Parliamentarian Committee recognizes the necessity to act and calls for an indirect counter-proposal

14.11.2017

The Legal Affairs Committee (“the Committee”) of the Swiss Parliament’s Council of States has acknowledges that human rights violations perpetrated by Swiss based multinational companies are of great concern.

Unlike the Swiss Federal Council, the Committee assents the need for action and calls upon legal measures. The Swiss Coalition for Corporate Justice welcomes this decision, which allows for a substantial debate and paves the way to an effective solution at the parliamentary level. However, this is only a first step. The specificities of the counter-proposal as well as the position of the Legal Affairs Committee of the Swiss National Council remain uncertain.
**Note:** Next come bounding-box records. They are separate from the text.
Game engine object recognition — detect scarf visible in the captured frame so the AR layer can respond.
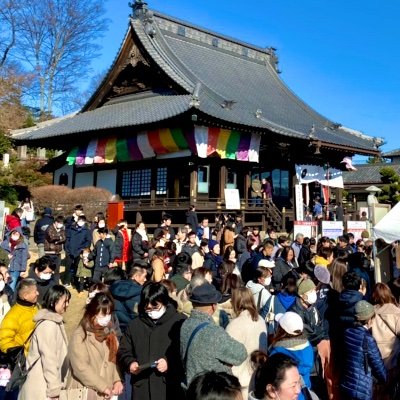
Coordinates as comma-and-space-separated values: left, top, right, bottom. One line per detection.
85, 319, 118, 364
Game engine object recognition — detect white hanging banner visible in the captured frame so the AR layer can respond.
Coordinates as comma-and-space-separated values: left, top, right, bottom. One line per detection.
296, 164, 343, 189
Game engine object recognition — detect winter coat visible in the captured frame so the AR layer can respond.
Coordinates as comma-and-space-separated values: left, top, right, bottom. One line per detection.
288, 298, 329, 347
0, 299, 39, 352
18, 309, 68, 400
132, 232, 149, 260
0, 290, 11, 324
246, 281, 271, 311
226, 310, 267, 399
337, 289, 363, 331
118, 305, 185, 400
28, 264, 56, 304
110, 279, 142, 332
269, 335, 314, 389
33, 215, 54, 244
180, 309, 247, 385
1, 228, 29, 272
235, 233, 247, 259
76, 257, 94, 278
89, 238, 114, 268
371, 304, 400, 370
44, 224, 66, 254
195, 225, 212, 241
340, 326, 386, 400
186, 211, 199, 232
65, 224, 92, 258
272, 257, 298, 290
68, 326, 121, 400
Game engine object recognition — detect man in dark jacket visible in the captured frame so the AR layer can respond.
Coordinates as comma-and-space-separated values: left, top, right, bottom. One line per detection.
337, 272, 363, 333
44, 215, 66, 284
154, 213, 175, 240
33, 207, 54, 257
89, 228, 114, 283
110, 266, 147, 333
64, 215, 92, 286
340, 300, 387, 400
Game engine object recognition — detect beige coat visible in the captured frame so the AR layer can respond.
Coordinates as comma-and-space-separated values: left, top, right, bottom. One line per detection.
68, 326, 121, 400
18, 309, 68, 400
372, 304, 400, 370
226, 310, 267, 399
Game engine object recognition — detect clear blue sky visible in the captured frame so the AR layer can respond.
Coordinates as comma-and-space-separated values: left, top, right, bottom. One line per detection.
88, 0, 400, 156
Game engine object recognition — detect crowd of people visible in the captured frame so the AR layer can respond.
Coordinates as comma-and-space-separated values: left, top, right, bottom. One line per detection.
0, 206, 400, 400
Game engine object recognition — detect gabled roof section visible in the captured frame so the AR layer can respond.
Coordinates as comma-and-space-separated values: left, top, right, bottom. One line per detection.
343, 163, 400, 186
132, 10, 380, 153
11, 1, 383, 155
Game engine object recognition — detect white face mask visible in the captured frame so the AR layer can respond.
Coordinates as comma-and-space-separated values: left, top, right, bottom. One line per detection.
39, 272, 53, 281
146, 306, 167, 320
307, 292, 317, 304
96, 314, 111, 326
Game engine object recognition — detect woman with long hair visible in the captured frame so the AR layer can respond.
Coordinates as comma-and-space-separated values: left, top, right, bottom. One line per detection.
269, 311, 314, 388
226, 287, 267, 398
371, 283, 400, 400
118, 282, 185, 400
68, 293, 123, 400
249, 351, 301, 400
18, 285, 71, 400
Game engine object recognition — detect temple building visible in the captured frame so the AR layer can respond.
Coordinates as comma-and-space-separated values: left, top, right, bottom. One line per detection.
13, 1, 382, 230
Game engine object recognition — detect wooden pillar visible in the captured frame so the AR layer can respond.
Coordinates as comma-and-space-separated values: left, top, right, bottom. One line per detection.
17, 146, 28, 160
218, 165, 227, 199
189, 169, 197, 204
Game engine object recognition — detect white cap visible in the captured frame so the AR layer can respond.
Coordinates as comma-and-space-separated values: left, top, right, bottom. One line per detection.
258, 259, 275, 268
276, 311, 304, 335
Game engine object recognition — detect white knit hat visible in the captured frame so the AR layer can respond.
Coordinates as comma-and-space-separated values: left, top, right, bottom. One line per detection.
275, 311, 304, 335
258, 259, 275, 268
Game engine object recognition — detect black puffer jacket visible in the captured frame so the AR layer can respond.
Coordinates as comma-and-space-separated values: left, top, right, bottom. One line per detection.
340, 326, 386, 400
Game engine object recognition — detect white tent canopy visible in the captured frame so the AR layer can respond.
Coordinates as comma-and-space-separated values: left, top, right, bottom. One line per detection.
372, 202, 400, 243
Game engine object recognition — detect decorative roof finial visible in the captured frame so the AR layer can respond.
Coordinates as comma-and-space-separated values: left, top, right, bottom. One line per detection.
190, 82, 201, 108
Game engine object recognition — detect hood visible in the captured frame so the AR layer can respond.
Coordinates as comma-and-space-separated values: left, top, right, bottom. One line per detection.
33, 308, 63, 324
110, 279, 142, 301
338, 290, 363, 307
246, 281, 265, 295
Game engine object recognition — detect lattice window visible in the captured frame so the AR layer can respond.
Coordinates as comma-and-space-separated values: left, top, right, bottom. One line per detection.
121, 168, 151, 197
156, 168, 167, 194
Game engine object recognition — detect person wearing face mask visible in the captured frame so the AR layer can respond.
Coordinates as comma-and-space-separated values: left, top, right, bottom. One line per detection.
67, 293, 123, 400
33, 207, 54, 257
246, 260, 275, 311
0, 278, 39, 400
269, 311, 314, 399
28, 256, 56, 303
226, 287, 267, 399
44, 215, 66, 284
340, 300, 387, 400
112, 219, 132, 271
18, 285, 71, 400
0, 271, 11, 323
64, 215, 92, 287
249, 352, 302, 400
0, 227, 29, 290
118, 282, 185, 400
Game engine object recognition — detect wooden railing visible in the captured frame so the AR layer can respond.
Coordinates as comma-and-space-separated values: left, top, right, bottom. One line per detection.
124, 197, 285, 231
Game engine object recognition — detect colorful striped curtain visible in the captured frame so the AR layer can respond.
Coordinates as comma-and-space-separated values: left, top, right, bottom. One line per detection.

Dick Marty, co-president of the Responsible Business Initiative’s Committee, has commented on the decision: « The Committee admits there is a need for binding measures against human rights violations perpetrated by Swiss-based multinationals. For the time being, the Committee has merely set the key points of such rules. We will have to see if the content of the indirect counter-proposal allows for an effective improvement of the situation. »

What is a counter-proposal?
Popular initiatives such as the Responsible Business Initiative are discussed in Parliament. The relevant parliamentary Committees may submit counterproposals to a popular initiative. In this case, both chambers deal with the counterproposal and may, for example, enact or amend a law in the sense of a popular initiative. If the law adopted is good enough for the authors of a popular initiative, they can withdraw their popular initiative. In this case, there is no referendum.

The Responsible Business Initiative
The initiative seeks to compel Swiss-based companies to respect human rights in all their business activities. In order to ensure proper implementation of this obligation by companies, consequences are foreseen in cases of abuses. Multinational companies will be liable for human rights abuses caused by their subsidiaries abroad.